Il en déduit que l’accident est survenu dans le cadre de son emploi, un jour de travail, tandis qu’il se trouvait au volant de son véhicule de fonction et dans le cadre de ses fonctions.
Il conteste également le fait que le tribunal ait retenu l’existence d’un état pathologique préexistant à l’AVC alors qu’il n’a jamais souffert d’un quelconque problème veineux par le passé, ainsi qu’il résulte des certificats médicaux de différents médecins. Il fait valoir à cet égard, qu’il a un homonyme, en la personne de son cousin, M. J N G qui a été soigné pour des troubles d’hyper tension artérielle, et qu’à son arrivée à l’hôpital les dossiers portant le même nom ont été confondus et les informations concernant le cousin ont été retrouvées dans son dossier médical. Il considère qu’il s’agit d’une grossière erreur, car c’est ce dernier aujourd’hui décédé qui souffrait d’hypertention artérielle et d’arythmie cardiaque. Il ajoute que le certificat médical du docteur X médecin O n’est pas aussi catégorique sur l’absence d’origine traumatique de l’AVC dont il a été victime. En conséquence il conteste les conclusions de l’expert désigné par la CGSSM qui conclut à un état pathologique préexistant qui aurait provoqué son AVC et affirme que l’AVC est dû au seul accident de la circulation dont il a été victime et non d’un état préexistant.
Il réfute le fait que le tribunal ait écarté l’autre lésion dont il a été victime à savoir une rupture de la coiffe des rotateurs tandis que le certificat médical du docteur Y étaye l’existence de cette lésion.
Sur la faute inexcusable de son employeur il expose que le contrôle technique du 5 août 2013 mentionnait des défauts tels que volant de direction détérioration et / ou anomalie de fixation et faisait apparaître la nécessité de procéder à une révision notamment en raison d’un défaut sur la direction du véhicule.
Il considère que l’accident et le préjudice important qui en découle pour lui à ce jour ne seraient jamais survenus si l’employeur avait respecté son obligation de vérifier la sécurité du véhicule. Cette abstention caractérise selon lui la faute inexcusable de son employeur.

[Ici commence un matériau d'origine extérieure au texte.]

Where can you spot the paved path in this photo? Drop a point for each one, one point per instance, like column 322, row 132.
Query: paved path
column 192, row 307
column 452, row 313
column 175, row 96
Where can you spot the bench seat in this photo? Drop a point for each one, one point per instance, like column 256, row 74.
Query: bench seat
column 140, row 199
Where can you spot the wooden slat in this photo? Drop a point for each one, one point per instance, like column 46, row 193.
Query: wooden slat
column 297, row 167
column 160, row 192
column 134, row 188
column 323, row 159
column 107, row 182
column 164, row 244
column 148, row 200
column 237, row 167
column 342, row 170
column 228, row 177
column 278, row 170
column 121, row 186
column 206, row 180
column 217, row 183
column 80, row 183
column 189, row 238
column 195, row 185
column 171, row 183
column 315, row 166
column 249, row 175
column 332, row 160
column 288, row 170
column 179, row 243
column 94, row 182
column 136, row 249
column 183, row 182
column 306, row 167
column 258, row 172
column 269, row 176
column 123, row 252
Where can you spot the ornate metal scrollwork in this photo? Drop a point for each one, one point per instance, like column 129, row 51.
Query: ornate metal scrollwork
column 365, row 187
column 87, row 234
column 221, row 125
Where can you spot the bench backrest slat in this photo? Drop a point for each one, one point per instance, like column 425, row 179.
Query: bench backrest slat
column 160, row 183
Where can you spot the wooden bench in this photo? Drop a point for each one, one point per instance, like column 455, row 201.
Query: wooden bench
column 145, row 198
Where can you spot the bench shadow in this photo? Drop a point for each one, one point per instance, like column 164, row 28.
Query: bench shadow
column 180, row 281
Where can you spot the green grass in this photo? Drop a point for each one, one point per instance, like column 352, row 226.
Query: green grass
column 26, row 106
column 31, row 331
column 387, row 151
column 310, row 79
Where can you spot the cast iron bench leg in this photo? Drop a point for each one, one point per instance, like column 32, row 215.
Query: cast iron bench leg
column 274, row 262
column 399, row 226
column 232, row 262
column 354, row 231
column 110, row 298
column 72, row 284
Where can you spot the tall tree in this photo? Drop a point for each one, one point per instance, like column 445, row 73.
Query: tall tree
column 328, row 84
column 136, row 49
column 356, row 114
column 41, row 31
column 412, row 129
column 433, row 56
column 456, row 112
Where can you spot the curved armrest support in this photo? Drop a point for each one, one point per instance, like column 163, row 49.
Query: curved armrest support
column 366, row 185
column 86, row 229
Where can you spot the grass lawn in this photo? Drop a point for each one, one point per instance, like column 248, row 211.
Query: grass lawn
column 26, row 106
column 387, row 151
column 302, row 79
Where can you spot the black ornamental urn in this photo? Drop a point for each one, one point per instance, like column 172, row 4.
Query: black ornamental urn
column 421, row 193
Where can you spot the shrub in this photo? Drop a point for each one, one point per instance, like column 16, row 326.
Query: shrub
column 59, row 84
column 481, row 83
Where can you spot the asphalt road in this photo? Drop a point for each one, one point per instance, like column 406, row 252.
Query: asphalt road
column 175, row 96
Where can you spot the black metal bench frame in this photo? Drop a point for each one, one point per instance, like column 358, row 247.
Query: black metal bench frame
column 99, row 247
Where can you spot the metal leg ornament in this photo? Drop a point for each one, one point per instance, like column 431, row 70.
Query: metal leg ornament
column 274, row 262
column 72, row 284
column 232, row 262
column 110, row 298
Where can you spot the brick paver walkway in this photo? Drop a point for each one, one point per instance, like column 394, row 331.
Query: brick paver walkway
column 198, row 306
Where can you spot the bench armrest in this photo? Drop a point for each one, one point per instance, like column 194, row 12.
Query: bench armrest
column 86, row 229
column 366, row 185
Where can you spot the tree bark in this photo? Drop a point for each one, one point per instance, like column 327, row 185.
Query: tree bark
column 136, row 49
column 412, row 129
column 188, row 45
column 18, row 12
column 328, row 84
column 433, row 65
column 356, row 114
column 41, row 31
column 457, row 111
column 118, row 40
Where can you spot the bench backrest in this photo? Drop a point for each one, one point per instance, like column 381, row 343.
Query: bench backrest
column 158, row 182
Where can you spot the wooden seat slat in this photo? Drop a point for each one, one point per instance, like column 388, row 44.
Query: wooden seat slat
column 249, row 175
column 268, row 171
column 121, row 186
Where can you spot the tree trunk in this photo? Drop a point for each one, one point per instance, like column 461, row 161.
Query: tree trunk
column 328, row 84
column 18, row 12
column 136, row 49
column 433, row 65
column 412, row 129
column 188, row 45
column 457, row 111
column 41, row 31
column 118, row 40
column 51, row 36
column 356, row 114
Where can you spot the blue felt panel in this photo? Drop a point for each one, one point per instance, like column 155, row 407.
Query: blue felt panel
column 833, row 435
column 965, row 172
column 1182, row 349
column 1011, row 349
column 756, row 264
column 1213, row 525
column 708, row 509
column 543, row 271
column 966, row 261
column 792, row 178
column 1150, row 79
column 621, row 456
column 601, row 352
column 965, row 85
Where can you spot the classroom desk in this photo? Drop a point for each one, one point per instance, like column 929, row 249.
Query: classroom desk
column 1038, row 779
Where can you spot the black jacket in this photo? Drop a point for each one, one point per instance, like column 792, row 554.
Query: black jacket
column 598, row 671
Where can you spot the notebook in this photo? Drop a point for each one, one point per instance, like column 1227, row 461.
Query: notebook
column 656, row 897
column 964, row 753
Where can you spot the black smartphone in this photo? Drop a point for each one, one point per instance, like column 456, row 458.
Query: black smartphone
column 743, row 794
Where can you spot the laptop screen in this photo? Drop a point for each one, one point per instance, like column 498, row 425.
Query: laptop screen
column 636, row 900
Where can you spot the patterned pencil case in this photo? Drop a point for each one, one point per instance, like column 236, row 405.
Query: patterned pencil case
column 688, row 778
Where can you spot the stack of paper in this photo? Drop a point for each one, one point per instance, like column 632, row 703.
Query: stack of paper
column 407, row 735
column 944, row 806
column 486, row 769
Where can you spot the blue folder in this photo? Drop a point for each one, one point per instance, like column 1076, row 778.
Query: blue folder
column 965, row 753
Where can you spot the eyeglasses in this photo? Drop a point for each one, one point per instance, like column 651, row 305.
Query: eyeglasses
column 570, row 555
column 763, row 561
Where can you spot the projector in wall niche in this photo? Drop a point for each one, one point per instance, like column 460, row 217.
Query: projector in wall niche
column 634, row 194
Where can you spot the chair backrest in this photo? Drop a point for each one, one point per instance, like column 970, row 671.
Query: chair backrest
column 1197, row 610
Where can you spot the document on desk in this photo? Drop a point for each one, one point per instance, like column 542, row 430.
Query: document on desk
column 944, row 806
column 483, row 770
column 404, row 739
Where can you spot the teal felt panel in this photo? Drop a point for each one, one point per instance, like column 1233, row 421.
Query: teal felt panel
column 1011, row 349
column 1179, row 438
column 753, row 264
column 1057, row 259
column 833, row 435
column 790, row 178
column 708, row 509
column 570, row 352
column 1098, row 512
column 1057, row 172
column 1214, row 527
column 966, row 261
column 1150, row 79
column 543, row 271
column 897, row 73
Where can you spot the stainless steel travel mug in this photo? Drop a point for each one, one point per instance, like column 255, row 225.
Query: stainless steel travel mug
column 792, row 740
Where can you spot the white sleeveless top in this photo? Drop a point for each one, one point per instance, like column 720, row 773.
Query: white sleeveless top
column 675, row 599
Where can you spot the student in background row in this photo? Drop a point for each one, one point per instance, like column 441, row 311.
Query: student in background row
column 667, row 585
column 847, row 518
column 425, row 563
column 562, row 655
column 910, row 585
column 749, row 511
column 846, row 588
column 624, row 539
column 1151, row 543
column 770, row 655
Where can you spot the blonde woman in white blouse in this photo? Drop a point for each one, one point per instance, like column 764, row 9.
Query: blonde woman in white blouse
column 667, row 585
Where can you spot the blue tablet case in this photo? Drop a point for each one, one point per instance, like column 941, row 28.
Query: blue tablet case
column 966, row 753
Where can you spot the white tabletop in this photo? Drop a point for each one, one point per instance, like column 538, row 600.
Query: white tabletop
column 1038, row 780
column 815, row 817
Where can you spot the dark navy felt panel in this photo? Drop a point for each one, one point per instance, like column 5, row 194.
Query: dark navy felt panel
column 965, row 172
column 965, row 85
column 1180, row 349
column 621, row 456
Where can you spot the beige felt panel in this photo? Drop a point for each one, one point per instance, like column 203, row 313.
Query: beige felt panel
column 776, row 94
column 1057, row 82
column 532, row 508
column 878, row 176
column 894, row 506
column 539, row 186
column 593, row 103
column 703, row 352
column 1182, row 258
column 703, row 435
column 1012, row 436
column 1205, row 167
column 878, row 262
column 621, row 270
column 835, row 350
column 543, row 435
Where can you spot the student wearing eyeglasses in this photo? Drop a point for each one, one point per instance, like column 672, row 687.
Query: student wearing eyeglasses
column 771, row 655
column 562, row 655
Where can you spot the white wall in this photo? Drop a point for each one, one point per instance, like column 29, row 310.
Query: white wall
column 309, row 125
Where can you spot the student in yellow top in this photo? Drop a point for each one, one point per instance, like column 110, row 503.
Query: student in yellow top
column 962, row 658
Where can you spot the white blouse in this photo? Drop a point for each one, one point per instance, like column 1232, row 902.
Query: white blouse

Aux termes de ses dernières conclusions notifiées le 7 juin 2021 auxquelles elle s’est rapportée lors des débats, la SARL LES CHANTIERS DE TRENELLE demande à la Cour de :
— confirmer le jugement du Tribunal des affaires de sécurité sociale de la Martinique du 21 septembre 2017,
— dire et juger que l’accident du 9 novembre 2013 dont M. J P G a été victime n’est pas un accident du travail,
— confirmer la décision de la CGSS de refus de prise en charge de l’accident au titre de la législation sur les accidents du travail,
— dire et juger qu’aucune faute inexcusable ne peut être relevée à l’encontre de la SARL LES CHANTIERS DE TRENELLE,
— débouter M. J P G de l’ensemble de ses moyens, fins et conclusions,
— dire que la SMABTP est tenue solidairement de relever et garantir la SARL LES CHANTIERS DE TRENELLE de toutes les condamnations qui pourraient être prononcées contre elle à la requête de M. J P G,
— déclarer l’arrêt à intervenir commun et opposable à La SMABTP,
— condamner M. J P G à verser à la SARL LES CHANTIERS DE TRENELLE la somme de 3000 euros au titre de l’article 700 du code de procédure civile , et aux dépens.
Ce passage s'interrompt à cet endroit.